New York State’s approach was essentially to assign about 20,000 jobs to Tompkins County. That was it. According to Armstrong, TCAD has always thought that number was unreasonably high.

“I’ve talked with PhDs who have said that number is awfully big, and other college towns don’t have this huge disparity (between quarterly reports and job counts). They couldn’t figure it out. It turns out the NYS Department of Labor had a formulation that gave us all these extra phantom student jobs. Those PNCs were always just sort of a weird number, and it turns out they were phantom numbers for decades.”

“The (Federal) Bureau of Labor Statistics has now come up at the national level and said ‘this is the way to model how many students will be working on campus’. Now everybody is getting the same treatment state to state, it’s a consistent methodology across the states. That has caused some pain along the way, but ultimately the statistics are moving in the right direction.”

So the short of it is, it’s not that the county lost 7,000 jobs. It’s that these jobs, mostly student jobs on the college campuses, never existed.

On the balance, the numbers still show a similar growth in local employment over the past decade (1.4% per year, now 1.3% per year). But now instead of 1200 jobs added over the past year, it’s 600.

That’s probably going to get revised though. The preliminary numbers for October-December 2016 show very little job growth and even job losses compared to October-December 2015. Yet right after that, January 2017 shows a huge increase of 3,300 jobs from January 2016, a 5.5% increase that is among the top in the nation.
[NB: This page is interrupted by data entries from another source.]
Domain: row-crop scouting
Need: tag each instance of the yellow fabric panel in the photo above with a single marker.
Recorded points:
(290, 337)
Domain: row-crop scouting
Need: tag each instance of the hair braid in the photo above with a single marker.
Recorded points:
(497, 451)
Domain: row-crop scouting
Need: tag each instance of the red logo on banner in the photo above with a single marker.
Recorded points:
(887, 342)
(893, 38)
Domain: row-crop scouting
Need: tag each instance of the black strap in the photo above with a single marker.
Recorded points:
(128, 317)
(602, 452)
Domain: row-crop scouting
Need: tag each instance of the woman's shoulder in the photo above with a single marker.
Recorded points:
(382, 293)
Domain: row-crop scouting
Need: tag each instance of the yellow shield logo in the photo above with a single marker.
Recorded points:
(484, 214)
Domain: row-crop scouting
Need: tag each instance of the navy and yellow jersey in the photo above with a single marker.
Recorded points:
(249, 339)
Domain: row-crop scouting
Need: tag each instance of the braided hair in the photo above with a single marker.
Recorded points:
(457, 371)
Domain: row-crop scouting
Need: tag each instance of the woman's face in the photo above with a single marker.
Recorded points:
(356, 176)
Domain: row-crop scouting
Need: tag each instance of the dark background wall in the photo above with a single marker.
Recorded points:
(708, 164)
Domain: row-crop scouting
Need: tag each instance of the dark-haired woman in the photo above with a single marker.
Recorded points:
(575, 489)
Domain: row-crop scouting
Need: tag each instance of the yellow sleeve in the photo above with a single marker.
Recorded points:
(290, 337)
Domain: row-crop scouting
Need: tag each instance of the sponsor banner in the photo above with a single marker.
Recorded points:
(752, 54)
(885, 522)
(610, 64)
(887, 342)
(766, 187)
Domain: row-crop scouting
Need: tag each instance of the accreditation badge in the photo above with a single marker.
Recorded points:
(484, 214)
In all reality, the numbers are probably somewhat higher for the last months of 2016, and January 2017’s spike in employment is more modest than it appears. The losses and the huge gain were both tied to the healthcare and education job sector, which is a perennial strong but steady performer. Plus, overall job growth tends to be fairly steady here, as Tompkins County isn’t exactly a boom-bust economy, if one goes by the usual statistics. But, as the state has demonstrated, buyer beware.